So, we talk to a lot of prospective clients here at Bitlancer. Each situation’s different, of course–different technical proficiencies, different business requirements, all of it–but through our discussions we hear a few things repeated over and over again. One of the most frequent ones: we want to be able to run on multiple cloud providers. And from a high level, it makes sense. Maybe you’ve already felt the burn, going from an on-premises environment to a solution like DigitalOcean or Heroku that’s feeling super limited, and you’d like to keep your options open just in case the jump to AWS proves to be a problem down the road. Or maybe you’re a little concerned about getting the best bang for your buck in the cost races between the big three providers–AWS, Google Cloud, and Azure–and want to optimize for it.
These are good reasons to go multi-cloud, in the abstract. And when you get to the scale of something like Spotify, who recently wrote about their transition to and cost savings from Google Cloud, they’re important to consider. But in our experience working with smaller teams with limited internal operations capability, we’ve learned that designing for multi-cloud operation from Day One adds significant complexity and reduces capability in anticipation of an outcome that rarely comes to pass.
Say you’ve decided to hop on the newest-greatest-technology train and you’ve selected Terraform for your cloud provisioning needs, because it does work (to a greater or lesser degree) with a wide array of providers. And that’s true, it does. Here’s the problem: whether it’s AWS or Google Cloud or Azure, or even OpenStack–which is largely patterned off of AWS in the first place!–you’ll find yourself reimplementing the whole stack, soup to nuts, for each one.
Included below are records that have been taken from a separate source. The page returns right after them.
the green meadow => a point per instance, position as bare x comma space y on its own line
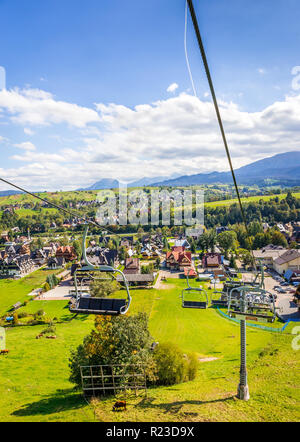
34, 382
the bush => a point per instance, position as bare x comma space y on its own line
172, 366
102, 289
115, 340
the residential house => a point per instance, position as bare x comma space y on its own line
182, 242
290, 260
67, 252
132, 266
12, 267
39, 256
178, 260
267, 255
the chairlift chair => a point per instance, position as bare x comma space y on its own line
98, 306
253, 301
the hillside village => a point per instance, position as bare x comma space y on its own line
143, 256
41, 256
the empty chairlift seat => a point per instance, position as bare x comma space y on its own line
219, 303
194, 304
99, 306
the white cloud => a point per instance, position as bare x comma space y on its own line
172, 88
27, 145
178, 135
37, 107
28, 131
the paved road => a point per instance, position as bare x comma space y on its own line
286, 308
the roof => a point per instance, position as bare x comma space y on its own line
132, 263
179, 256
288, 256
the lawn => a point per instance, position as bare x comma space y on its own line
12, 291
250, 199
34, 382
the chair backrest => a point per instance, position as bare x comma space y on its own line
106, 304
194, 304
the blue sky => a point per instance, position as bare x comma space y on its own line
75, 72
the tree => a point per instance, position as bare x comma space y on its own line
278, 239
103, 288
115, 340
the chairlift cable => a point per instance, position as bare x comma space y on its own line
212, 90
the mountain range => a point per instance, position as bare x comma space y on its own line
282, 169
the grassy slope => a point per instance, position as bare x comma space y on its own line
249, 200
34, 382
12, 291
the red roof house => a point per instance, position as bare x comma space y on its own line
178, 260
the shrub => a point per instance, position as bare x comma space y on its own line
115, 340
102, 289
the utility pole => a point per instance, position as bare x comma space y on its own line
243, 389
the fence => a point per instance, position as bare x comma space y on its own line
113, 378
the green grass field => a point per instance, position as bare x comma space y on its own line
34, 382
12, 291
250, 199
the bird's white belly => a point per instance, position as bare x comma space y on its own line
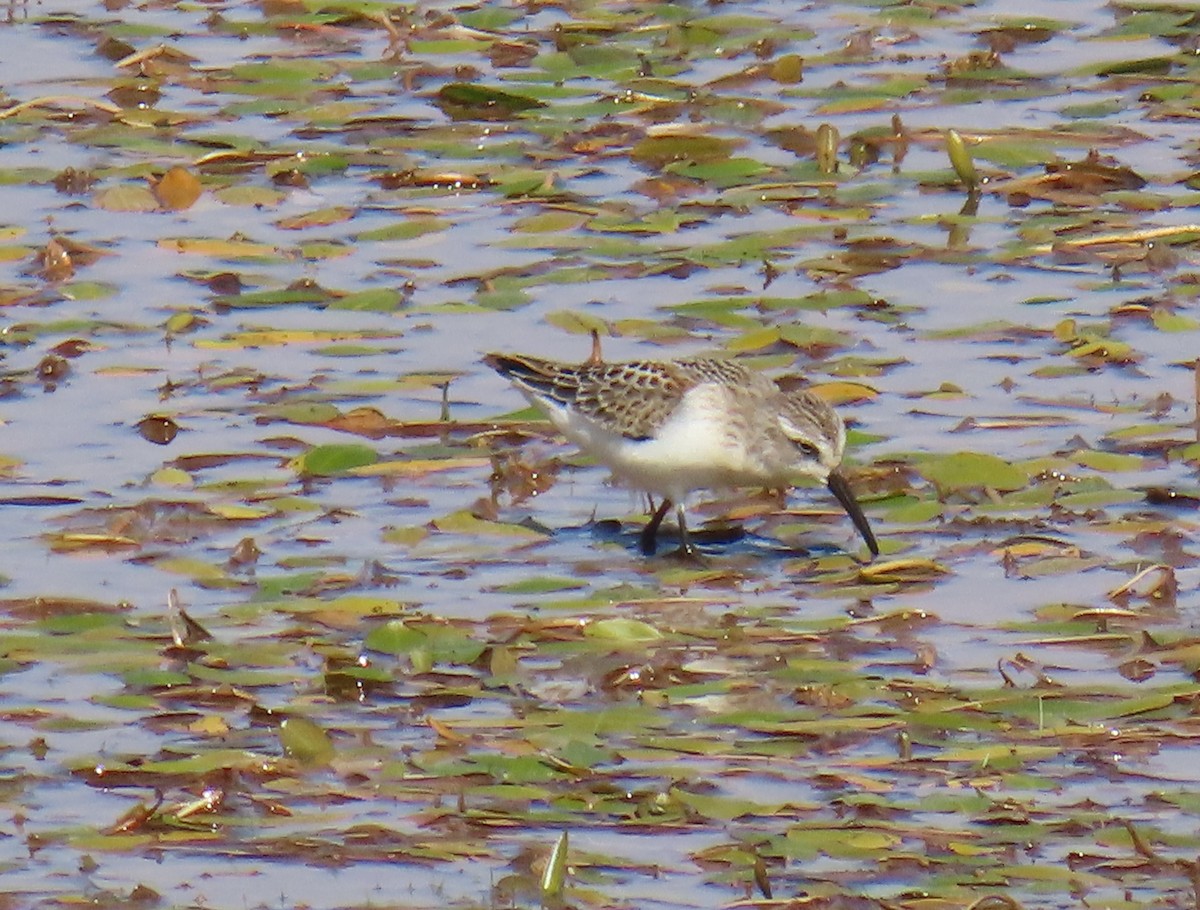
694, 449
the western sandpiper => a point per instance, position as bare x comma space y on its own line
673, 426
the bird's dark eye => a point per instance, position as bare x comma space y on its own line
807, 449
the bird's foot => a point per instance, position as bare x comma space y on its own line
688, 554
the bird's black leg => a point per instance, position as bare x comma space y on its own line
687, 549
651, 532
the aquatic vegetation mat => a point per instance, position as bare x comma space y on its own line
303, 604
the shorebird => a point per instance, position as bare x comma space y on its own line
675, 426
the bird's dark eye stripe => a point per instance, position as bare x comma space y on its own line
808, 448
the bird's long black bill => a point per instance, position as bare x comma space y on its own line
841, 491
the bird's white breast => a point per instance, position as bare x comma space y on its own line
695, 448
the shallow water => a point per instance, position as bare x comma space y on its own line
666, 788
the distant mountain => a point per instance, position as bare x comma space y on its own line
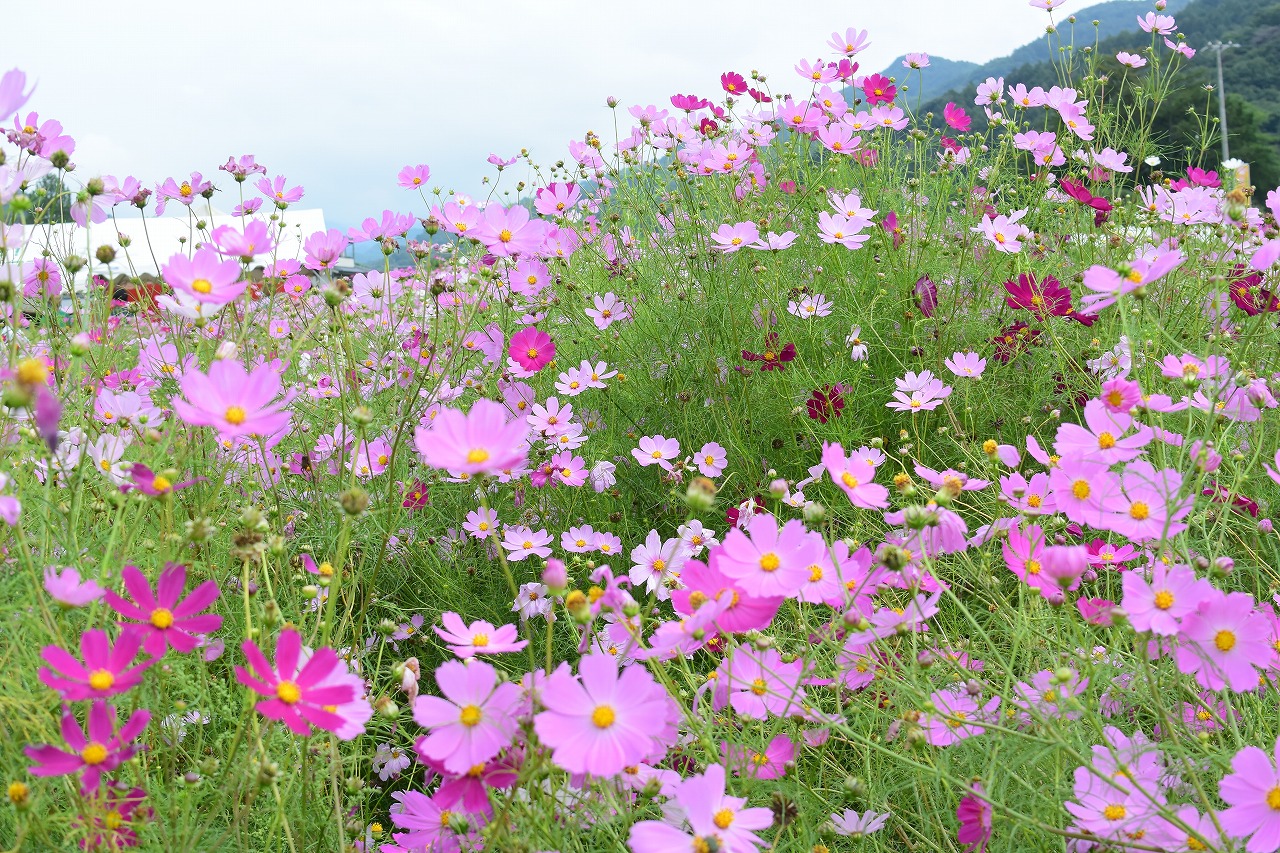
1114, 17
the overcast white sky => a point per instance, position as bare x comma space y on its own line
338, 96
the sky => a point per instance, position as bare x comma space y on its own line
338, 96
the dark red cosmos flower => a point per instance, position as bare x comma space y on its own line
1043, 299
416, 496
826, 402
1013, 340
775, 357
1248, 293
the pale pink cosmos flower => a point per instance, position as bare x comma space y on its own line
233, 400
478, 638
602, 720
657, 450
712, 459
854, 477
475, 719
714, 820
1224, 642
481, 441
1159, 605
1252, 790
68, 589
1004, 232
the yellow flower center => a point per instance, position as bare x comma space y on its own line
92, 755
101, 680
288, 692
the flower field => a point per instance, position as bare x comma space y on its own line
782, 470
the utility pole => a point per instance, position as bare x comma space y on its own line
1217, 48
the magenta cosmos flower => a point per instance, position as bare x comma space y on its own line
104, 673
716, 820
163, 619
233, 400
479, 637
1253, 794
531, 349
602, 720
298, 696
479, 442
99, 751
474, 721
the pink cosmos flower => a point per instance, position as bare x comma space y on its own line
1110, 284
968, 365
68, 589
233, 400
602, 720
474, 721
769, 763
531, 349
300, 697
767, 560
974, 815
730, 238
164, 620
712, 459
478, 638
521, 542
479, 442
1159, 606
510, 231
716, 821
97, 751
205, 277
414, 177
1004, 232
323, 249
105, 671
656, 450
1252, 790
854, 475
956, 716
1223, 641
Each provides similar resources, but none provide interoperable resources (except at a high and largely ineffectual level with something like Fog). So instead of one solution, you’ve saddled yourself with N solutions, each largely separate from the others, and all of them need an equal amount of love: infrastructural tests, disaster recovery policies, the whole thing. It’s a greater-than-linear increase in complexity.
Further complicating the use of Terraform or similar tools like BOSH is that, while they provide a veneer of syntactic consistency across providers, they also take away the benefits of tight integration with the provider’s own tools. Take Amazon’s CloudFormation for example: while most folks know it as only That Impenetrable Blob Of JSON (made much more manageable by tools such as cfer or cfndsl), CloudFormation also includes a highly-available metadata service that can be used as a central location for managing configuration updates and triggering them on your compute resources. We use that to great effect here at Bitlancer, and while it’s possible to replicate what CloudFormation gives you with Terraform and building out additional infrastructure, doing so takes time, costs money, and increases the moving parts that you’re responsible for, and that can fail and leave you high-and-dry.
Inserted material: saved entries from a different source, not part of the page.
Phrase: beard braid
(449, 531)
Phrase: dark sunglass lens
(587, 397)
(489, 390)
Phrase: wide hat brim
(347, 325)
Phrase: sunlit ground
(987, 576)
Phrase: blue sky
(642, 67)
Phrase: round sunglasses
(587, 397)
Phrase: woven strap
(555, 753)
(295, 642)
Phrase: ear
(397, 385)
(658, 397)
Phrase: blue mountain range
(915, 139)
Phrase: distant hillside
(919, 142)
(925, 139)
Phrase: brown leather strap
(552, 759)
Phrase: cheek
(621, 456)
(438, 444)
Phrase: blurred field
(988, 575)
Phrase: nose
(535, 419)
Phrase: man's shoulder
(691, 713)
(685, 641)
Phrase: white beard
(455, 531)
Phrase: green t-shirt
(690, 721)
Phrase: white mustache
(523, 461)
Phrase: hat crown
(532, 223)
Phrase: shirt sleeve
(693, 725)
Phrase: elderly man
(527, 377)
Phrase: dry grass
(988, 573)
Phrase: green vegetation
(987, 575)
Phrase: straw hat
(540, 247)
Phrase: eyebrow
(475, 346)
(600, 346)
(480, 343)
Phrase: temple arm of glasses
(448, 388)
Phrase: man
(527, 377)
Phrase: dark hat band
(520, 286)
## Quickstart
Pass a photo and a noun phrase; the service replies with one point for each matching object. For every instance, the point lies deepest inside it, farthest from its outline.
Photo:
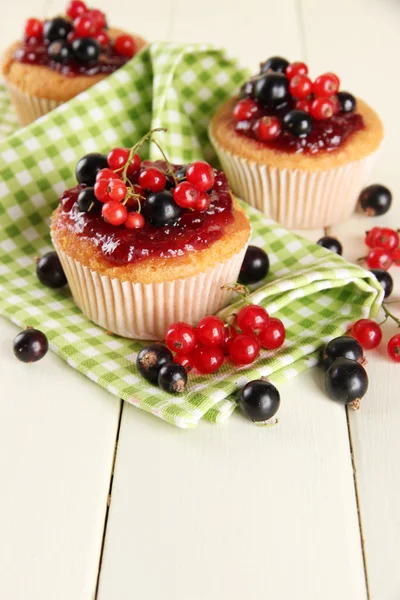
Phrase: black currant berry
(385, 279)
(375, 200)
(347, 102)
(255, 266)
(59, 51)
(271, 90)
(346, 381)
(342, 347)
(151, 359)
(172, 378)
(331, 244)
(87, 201)
(30, 345)
(160, 209)
(85, 50)
(88, 167)
(259, 400)
(275, 63)
(50, 272)
(298, 123)
(56, 29)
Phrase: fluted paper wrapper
(144, 311)
(297, 198)
(27, 107)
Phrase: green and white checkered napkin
(316, 293)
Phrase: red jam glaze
(327, 135)
(36, 54)
(192, 232)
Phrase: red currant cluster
(384, 244)
(205, 348)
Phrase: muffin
(148, 243)
(62, 57)
(300, 151)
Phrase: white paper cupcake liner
(297, 198)
(27, 107)
(145, 311)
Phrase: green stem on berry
(169, 166)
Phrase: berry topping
(271, 90)
(30, 345)
(298, 123)
(50, 272)
(375, 200)
(201, 175)
(255, 266)
(259, 400)
(275, 63)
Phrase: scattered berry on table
(50, 272)
(150, 360)
(331, 243)
(30, 345)
(342, 347)
(255, 266)
(259, 400)
(375, 200)
(172, 378)
(368, 333)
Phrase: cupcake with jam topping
(298, 150)
(146, 244)
(62, 57)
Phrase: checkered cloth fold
(317, 294)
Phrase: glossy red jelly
(36, 54)
(327, 135)
(192, 232)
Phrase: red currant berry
(152, 179)
(108, 174)
(114, 213)
(246, 109)
(244, 349)
(201, 174)
(125, 45)
(186, 360)
(76, 8)
(368, 333)
(186, 195)
(84, 26)
(135, 221)
(202, 202)
(304, 105)
(117, 158)
(230, 333)
(300, 86)
(101, 190)
(267, 129)
(181, 338)
(208, 360)
(252, 319)
(34, 28)
(371, 236)
(326, 85)
(117, 190)
(321, 108)
(273, 336)
(296, 68)
(393, 347)
(210, 331)
(379, 258)
(387, 238)
(102, 38)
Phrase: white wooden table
(100, 500)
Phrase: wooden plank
(363, 59)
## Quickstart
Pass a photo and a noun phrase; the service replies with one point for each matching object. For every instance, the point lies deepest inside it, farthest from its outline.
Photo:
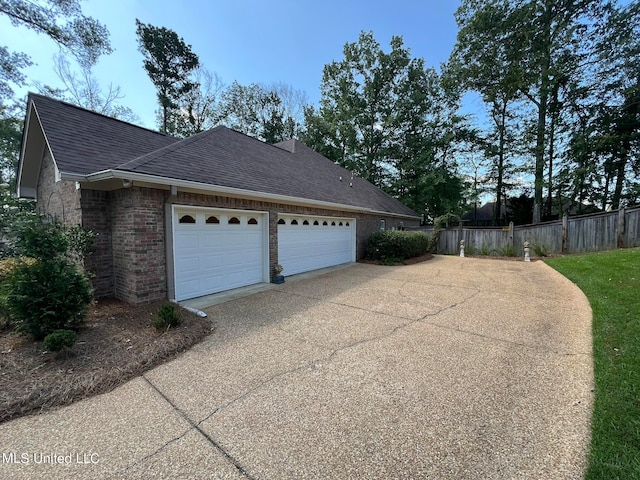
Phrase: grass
(611, 282)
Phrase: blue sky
(251, 41)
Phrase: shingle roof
(84, 142)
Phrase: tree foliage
(388, 119)
(62, 21)
(82, 88)
(169, 61)
(560, 75)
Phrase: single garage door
(217, 250)
(308, 243)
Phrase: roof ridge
(142, 159)
(93, 112)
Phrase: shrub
(56, 341)
(168, 317)
(508, 251)
(540, 250)
(397, 244)
(47, 295)
(8, 265)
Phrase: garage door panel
(302, 248)
(213, 257)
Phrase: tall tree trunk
(542, 112)
(497, 212)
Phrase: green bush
(508, 251)
(168, 317)
(397, 244)
(540, 250)
(56, 341)
(45, 296)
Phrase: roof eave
(219, 189)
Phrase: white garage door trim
(308, 242)
(218, 249)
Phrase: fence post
(511, 240)
(565, 233)
(620, 229)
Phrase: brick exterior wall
(96, 216)
(137, 238)
(129, 256)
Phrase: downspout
(168, 241)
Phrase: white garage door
(217, 250)
(307, 243)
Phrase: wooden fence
(586, 233)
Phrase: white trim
(237, 192)
(45, 148)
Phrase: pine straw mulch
(117, 343)
(408, 261)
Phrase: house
(179, 219)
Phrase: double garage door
(308, 243)
(217, 250)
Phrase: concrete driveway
(454, 368)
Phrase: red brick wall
(96, 216)
(137, 239)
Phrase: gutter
(168, 241)
(218, 189)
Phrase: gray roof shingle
(84, 142)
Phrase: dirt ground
(117, 343)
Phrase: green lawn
(611, 282)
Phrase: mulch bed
(117, 343)
(408, 261)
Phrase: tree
(168, 61)
(388, 119)
(258, 112)
(198, 110)
(10, 137)
(62, 21)
(293, 103)
(84, 90)
(539, 45)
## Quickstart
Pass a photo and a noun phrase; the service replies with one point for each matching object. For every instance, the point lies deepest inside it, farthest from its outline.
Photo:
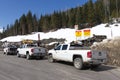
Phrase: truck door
(63, 55)
(57, 52)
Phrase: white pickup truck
(31, 50)
(79, 56)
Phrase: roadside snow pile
(112, 47)
(67, 33)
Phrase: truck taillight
(89, 54)
(32, 50)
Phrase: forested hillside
(87, 15)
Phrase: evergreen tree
(29, 22)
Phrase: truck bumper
(38, 54)
(98, 61)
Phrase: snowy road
(13, 68)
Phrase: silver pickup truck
(79, 56)
(31, 50)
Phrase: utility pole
(107, 8)
(117, 8)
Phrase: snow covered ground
(110, 31)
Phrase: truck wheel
(50, 58)
(78, 64)
(95, 66)
(7, 53)
(18, 55)
(27, 56)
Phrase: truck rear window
(64, 47)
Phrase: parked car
(31, 50)
(79, 56)
(10, 49)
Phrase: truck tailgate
(97, 54)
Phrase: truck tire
(18, 55)
(50, 58)
(7, 53)
(27, 56)
(95, 66)
(78, 63)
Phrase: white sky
(69, 34)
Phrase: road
(13, 68)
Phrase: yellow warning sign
(78, 33)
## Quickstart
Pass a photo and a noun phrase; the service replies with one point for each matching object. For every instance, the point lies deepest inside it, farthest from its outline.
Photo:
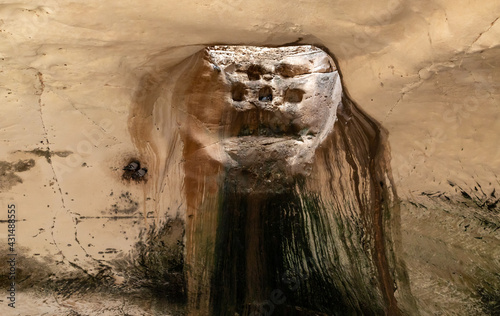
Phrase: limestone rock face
(383, 198)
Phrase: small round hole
(265, 94)
(238, 91)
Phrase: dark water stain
(8, 170)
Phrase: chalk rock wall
(283, 197)
(81, 86)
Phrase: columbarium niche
(290, 208)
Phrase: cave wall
(71, 73)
But here’s the thing–it’s not all bad news! Where teams can find some big wins in terms of reuse and portability is at the technology selection and instance-provisioning (Chef, Puppet, etc.) levels, where we’re able to use the provider-specific infrastructure tools to feed the appropriate data into our instance provisioner and provide similar behavior from cloud to cloud. If we treat dependent services such as datastores or queues as high-level interfaces, provided by cloud providers and your platform/infrastructure developers, against which business-related code can be written, we can plan for the future while not sacrificing forward progress today. This is why Bitlancer doesn’t, as a general rule, advocate the use of vendor-specific services unless the other major providers offer a direct substitute. For example, we’ll use Amazon Simple Storage Service (S3), because S3-compatible APIs exist, or Amazon SES, because SMTP is SMTP, but we advise steering clear of DynamoDB or Amazon SQS because you can’t, without significant reworking of your actual applications, pull up stakes later and move to another public or private cloud.
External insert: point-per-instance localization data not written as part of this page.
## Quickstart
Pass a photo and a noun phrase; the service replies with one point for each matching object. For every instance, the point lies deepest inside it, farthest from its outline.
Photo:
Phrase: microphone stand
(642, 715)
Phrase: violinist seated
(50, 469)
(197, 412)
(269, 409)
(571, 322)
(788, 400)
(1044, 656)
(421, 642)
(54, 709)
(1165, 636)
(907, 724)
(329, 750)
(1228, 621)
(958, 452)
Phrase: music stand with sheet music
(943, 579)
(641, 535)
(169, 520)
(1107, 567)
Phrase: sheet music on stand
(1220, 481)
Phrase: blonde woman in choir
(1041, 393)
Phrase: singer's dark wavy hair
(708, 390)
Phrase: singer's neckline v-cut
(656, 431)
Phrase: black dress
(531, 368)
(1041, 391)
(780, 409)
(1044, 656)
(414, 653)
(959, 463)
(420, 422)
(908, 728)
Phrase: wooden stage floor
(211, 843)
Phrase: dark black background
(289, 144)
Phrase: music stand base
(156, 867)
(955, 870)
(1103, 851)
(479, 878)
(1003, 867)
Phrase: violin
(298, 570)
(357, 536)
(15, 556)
While we advise against Dynamo or SQS in most use cases, we still acknowledge that they can make a lot of sense in many environments. And that’s because, while they present a lock-in risk, the fact of the matter is that few companies switch cloud providers once they’ve gone to one that’s worth the time of day. Be it Google, Azure, or Amazon, the feature sets across each cloud provider are rapidly approaching parity. Not every company is Spotify, able to see a big win as they move to a (heavily subsidized) competitor to their current solution. In all likelihood, you’ll find yourself on your current cloud provider for the foreseeable future–and it’ll remain the case whether or not you’re wrestling with vendor lock-in.
Here’s the bottom line: if you treat your infrastructural code and systems as interfaces to code against rather than cross-platform code, you can reap the benefits of close integration with your cloud provider while leaving yourself flexible options in the future.